In the answer, the point for professional competence :
As group auditor, Vegas&Co should check that Sidle&Co(component auditor):
-understand ISA. Chocland (country component auditor works in) audit regulations are not based on ISAs, so Vegas&Co must ensure that the work performed by Sidle&Co conforms to the requirement of ISAs
-Have sufficient resources and skills to perform the necessary work. Various complex accounting issues will be involved in preparing the group accounts, such as the measurement of fair values on consolidation. The group auditor must assess whether Sidle&Co has the resources and skills to do this.
-understand IFRSs. Chocland has not adopted IFRSs, and there is risk that Sidle&Co is not competent to audit Brass Co’s accounts after they have been adjusted to comply with IFRSs.
My questions :
For the first point above, how if the component auditor’s country has their own auditing standard? They should follow ISA as the group ?
For the second point, ‘various complex accounting issues will be involved in preparing group account’ isn’t it work of finance director at group level? Why component auditor should have the resources and skills to do this?
For the third point, Chocland does not adopt IFRS. Does Brass Co prepare account based on its country law or IFRS?
‘there is risk that Sidle & Co is not competent to audit Brass Co’ s account after they have adjusted to comply with IFRS’ Does Sidle&Co need to audit both FS prepared under own country law and IFRS for Brass Co?
Thank youFebruary 22, 2020 at 9:02 am #562710Kim SmithKeymaster
- Topics: 111
- Replies: 7579
1. For the audit of the single entity financial statements (on which they report) component auditors only have to follow the auditing standards relevant to the audit reporting requirements of the jurisdiction in which they operate.

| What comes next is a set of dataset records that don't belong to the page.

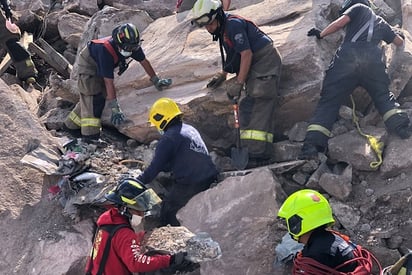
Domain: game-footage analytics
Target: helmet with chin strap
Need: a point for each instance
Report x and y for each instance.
(304, 211)
(162, 112)
(132, 193)
(205, 11)
(127, 37)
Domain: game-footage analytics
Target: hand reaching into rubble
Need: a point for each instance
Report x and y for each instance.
(179, 261)
(159, 83)
(216, 80)
(117, 117)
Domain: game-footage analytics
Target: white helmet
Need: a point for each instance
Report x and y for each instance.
(205, 11)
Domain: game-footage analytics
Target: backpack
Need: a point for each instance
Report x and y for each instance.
(362, 257)
(111, 229)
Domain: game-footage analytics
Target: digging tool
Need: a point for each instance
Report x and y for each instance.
(239, 155)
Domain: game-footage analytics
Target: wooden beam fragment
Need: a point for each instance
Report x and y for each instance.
(52, 57)
(25, 40)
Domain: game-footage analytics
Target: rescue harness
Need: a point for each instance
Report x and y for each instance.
(111, 229)
(363, 258)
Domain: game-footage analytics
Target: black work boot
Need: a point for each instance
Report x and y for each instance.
(310, 151)
(404, 132)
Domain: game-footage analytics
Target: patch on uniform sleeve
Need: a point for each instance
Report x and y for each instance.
(239, 38)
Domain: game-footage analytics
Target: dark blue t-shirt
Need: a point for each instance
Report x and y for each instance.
(104, 59)
(243, 35)
(359, 15)
(181, 151)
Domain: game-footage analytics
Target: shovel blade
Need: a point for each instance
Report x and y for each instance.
(240, 158)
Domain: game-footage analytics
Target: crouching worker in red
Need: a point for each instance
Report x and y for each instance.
(308, 218)
(116, 247)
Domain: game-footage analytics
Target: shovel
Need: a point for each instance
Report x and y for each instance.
(239, 155)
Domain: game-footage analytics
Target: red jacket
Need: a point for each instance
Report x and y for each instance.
(125, 255)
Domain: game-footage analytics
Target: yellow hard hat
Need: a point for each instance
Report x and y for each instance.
(205, 11)
(162, 112)
(304, 211)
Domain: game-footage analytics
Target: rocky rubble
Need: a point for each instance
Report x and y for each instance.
(371, 204)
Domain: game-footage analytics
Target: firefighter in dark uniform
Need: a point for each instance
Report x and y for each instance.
(308, 218)
(357, 62)
(9, 40)
(251, 55)
(182, 151)
(96, 65)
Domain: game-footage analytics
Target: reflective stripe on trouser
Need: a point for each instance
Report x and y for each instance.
(88, 125)
(90, 108)
(256, 135)
(354, 64)
(256, 110)
(256, 124)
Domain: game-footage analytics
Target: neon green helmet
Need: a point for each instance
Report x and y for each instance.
(162, 112)
(304, 211)
(205, 11)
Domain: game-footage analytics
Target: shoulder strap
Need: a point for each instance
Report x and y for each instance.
(106, 43)
(111, 229)
(369, 24)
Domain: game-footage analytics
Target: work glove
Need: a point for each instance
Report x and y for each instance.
(159, 83)
(178, 261)
(100, 4)
(314, 32)
(8, 14)
(117, 115)
(216, 80)
(400, 33)
(233, 88)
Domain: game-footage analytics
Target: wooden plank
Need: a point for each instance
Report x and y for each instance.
(52, 57)
(25, 40)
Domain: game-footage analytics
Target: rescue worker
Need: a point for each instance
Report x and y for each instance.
(96, 65)
(251, 55)
(308, 218)
(180, 150)
(116, 247)
(184, 5)
(357, 62)
(9, 41)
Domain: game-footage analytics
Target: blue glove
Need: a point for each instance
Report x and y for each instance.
(216, 80)
(8, 14)
(178, 261)
(159, 83)
(117, 117)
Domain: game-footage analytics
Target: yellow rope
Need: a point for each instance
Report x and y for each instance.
(377, 146)
(132, 161)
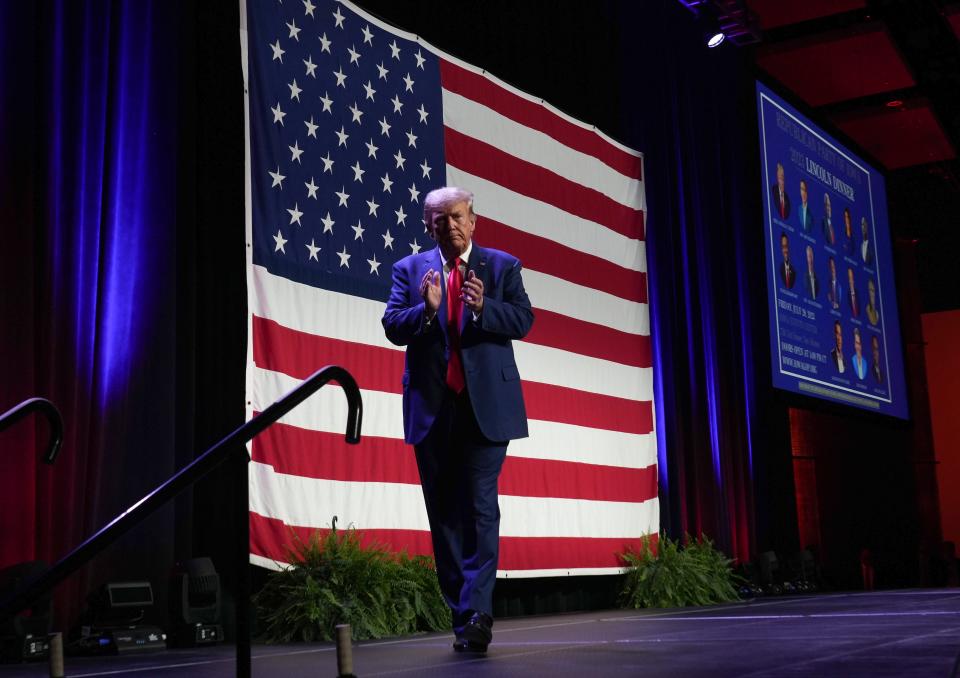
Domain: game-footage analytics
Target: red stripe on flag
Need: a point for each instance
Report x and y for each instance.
(526, 477)
(299, 355)
(570, 406)
(479, 88)
(270, 537)
(534, 181)
(319, 454)
(597, 341)
(546, 256)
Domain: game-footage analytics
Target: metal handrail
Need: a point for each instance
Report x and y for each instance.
(50, 413)
(233, 444)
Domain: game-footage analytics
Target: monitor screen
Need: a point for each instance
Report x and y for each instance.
(834, 326)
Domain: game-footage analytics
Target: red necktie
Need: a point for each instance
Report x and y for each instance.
(455, 377)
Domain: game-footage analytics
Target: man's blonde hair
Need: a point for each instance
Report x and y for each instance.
(439, 198)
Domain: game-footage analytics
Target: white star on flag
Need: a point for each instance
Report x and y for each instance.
(280, 242)
(358, 231)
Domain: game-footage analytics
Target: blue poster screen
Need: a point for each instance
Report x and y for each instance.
(834, 327)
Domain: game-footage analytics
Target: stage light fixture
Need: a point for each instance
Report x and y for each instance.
(114, 620)
(23, 636)
(195, 603)
(714, 35)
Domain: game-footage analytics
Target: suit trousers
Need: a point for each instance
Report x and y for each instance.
(459, 468)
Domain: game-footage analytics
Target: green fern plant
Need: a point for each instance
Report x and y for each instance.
(671, 575)
(332, 580)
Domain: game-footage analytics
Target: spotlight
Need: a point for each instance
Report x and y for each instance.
(195, 603)
(113, 623)
(23, 636)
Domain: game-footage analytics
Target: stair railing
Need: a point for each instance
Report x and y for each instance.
(232, 446)
(50, 413)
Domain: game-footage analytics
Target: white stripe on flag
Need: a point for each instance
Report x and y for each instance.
(543, 364)
(585, 303)
(545, 220)
(360, 505)
(326, 411)
(484, 124)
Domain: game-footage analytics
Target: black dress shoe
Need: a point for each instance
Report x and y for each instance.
(476, 634)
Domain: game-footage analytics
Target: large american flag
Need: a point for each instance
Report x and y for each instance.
(350, 123)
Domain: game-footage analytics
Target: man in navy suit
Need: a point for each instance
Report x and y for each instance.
(462, 401)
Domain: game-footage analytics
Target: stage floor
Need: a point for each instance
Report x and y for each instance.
(888, 633)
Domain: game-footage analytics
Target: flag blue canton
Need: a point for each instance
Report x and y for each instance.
(346, 134)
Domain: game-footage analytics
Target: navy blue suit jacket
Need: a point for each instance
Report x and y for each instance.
(493, 380)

If the group auditor needs additional work performing on components – for any reason – either the group engagement team or the component auditor(s) on behalf of the group engagement teams will perform this.
2. I think “to do this” means “to perform the necessary work” (in the preceding sentence) not to “do” the accounting (although clearly they must understand the accounting in order to audit it). The original J10 published answer went on to explain “For example, the group audit team may instruct Sidle & Co to perform work necessary for the group audit, such as verification of related parties or fair value measurements. The firm (i.e. Sidle & Co) may not have previous experience in these matters”
3.If a scenario states that IFRS has not been adopted assume separate entity financial statements for companies in that jurisdiction are prepared according to local standards. Therefore, at some point, for the consolidated financial statements, adjustments will need to be made to bring all the line items in Brass Co’s financial statements in line with IFRS. Also, all IFRS disclosures relating to Brass Co that are material to the consolidated financial statements will need to be included. Responsibility for auditing these adjustments and disclosures rests with the group partner – the competence of Sidle & Co in this regard is only relevant if the questions suggests that the component auditor will be engaged to perform this work on behalf of the group auditor.